Why small and meaningful is as good as (or better than) grand and glorious
When there is recognition of the need for change in an organisation, a team or by an individual, part of that realisation involves thinking about the distance between the situation now and the situation in its changed state: Where you are and where you want to be.
The distance can sometimes be kind of depressing to look at. Thinking about all the work, effort and time to get there can be overwhelming, and even off-putting. Where do you start?
A few years ago I was introduced to the concept of Kaizen, a word which translates from Japanese as (roughly) ‘change for the better’ or ‘good change’. The concept in practice is about performing small, continuous improvement activities frequently, which can then add up to significant improvements over time. It’s a simple premise, really – to be the tortoise and not the hare.

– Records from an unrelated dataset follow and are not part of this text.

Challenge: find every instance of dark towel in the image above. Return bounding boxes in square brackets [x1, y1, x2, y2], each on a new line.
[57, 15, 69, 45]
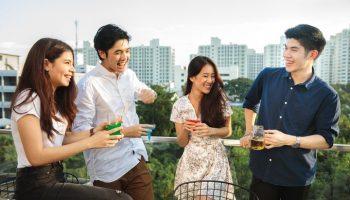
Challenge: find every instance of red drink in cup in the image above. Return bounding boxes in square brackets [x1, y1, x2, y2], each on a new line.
[186, 119, 201, 123]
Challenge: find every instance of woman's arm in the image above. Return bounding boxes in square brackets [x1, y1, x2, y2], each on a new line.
[175, 122, 190, 147]
[17, 115, 120, 166]
[193, 116, 232, 138]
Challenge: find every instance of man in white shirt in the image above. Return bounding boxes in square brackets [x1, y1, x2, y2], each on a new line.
[73, 24, 157, 200]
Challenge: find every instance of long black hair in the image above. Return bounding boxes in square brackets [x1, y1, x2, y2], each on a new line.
[185, 56, 228, 128]
[11, 38, 77, 139]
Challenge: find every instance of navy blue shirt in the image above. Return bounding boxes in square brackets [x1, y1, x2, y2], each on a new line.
[243, 68, 340, 186]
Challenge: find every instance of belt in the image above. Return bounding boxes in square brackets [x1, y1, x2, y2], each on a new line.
[17, 162, 63, 175]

But that is not even the most elegant thing about it: Kaizen is about putting ‘good change’ at the heart of every daily activity. It is about change as a way of being, not just as a destination. Be the water as well as the boat; be the field as well as the players, etc.
But enough grasshopper-isms: what does the Kaizen philosophy look like as a practice?
Kaizen offers quick rewards
A Kaizen change is selected to be small and do-able. It needs to be close range, short-term, easy to implement and with an obvious yield. It should complement, not compete with broader strategic goals.
For example, say a company wants to improve their profile with clients. A broad strategy might be to strengthen company branding in products and packaging. This means new design, printing, possibly a change to production practices. While these things are getting done, a Kaizen improvement might be to standardise the email signature that all staff use. This could be achieved by sending one email to all staff (with instructions and the new signature), and over the coming weeks, checking it has been implemented. This small improvement may not actively shift brand perception, but it will communicate a consistent brand message to clients, which is a factor in brand strength.
Kaizen does not replace strategic change or negate large change projects, it is a way of seeing and reaching the low hanging fruit, which when picked regularly makes a pretty delicious pie.
Kaizen is agile and cheap
Due to its size and nature, a Kaizen activity is especially manoeuvrable, adaptable and portable. An idea can be developed, implemented and tested small scale, and then improved and adapted somewhere else; propagated and re-planted.
Say a team is struggling to meet deadlines, and regardless of how many meetings they have to discuss it, the issue doesn’t improve. A Kaizen approach might be to make a single, specific change at a time, and test the impact of the change on performance. If the issue seems to be team cohesion, this might involve holding daily team stand-ups to discuss issues and goals for the day, or for distributed teams a daily Skype conference.
This small change (which takes 5 minutes out of everyone’s usual day) might show that two team members are underperforming, it might bring to light obstacles that otherwise go unnoticed or it might just create better team accountability. Either way, trying a strategy such as this has fairly low overheads and could yield good results. It may also have unexpected benefits in a team, which makes it an even more successful Kaizen activity.
Small changes can have big impacts in teams, and you can use this ripple effect to transport improvements to other teams.
Kaizen is about quality of change
Kaizen is about working toward doing whatever you do in the best possible way. ‘Best’ in this case means most efficient, least wasteful, most reliable, usable and repeatable. It is less about making incremental progress toward one giant change goal, than it is making good quality, accumulative changes that can stand alone.
It is human to want to make things better for ourselves and this extends from making our homes more ‘liveable’ (whatever our interpretation of that is) to making our jobs easier. Quality changes naturally arise from satisfying this innate desire. And innovation arises from being empowered to improve things.
So if your people don’t see the value in a huge strategic change, empower them to make small improvements that support the whole. If change is your aim, make quality your infrastructure.
Kaizen can change behaviour
At the heart of all change is an actual beating heart: a person or people. Engaging people in change activities and altering long-standing behaviours can be one of the hardest parts of achieving any strategic goal. This is particularly so when some people are chameleons for whom change is natural and others change at the same pace as a glacier melts. Oddly, Kaizen suits both kinds of people.
For the glaciers, Kaizen is sensible, careful and proportionate change. It is not overwhelmingly large, distant or demanding. For the chameleon, Kaizen is immediate, agile, fast, visible and ends in lots of high-fives. This makes it a very inclusive practice that empowers everyone, from CEO to mail clerk, to make a meaningful contribution to organisational improvement. And it does this by harnessing our innate human need to change our environment to make things easier for ourselves.
Kaizen is a way effecting change both mindfully and a bit stealthily. Every small brick counts when you are building a house, and so does the quality of the mortar. But enough from grasshopper.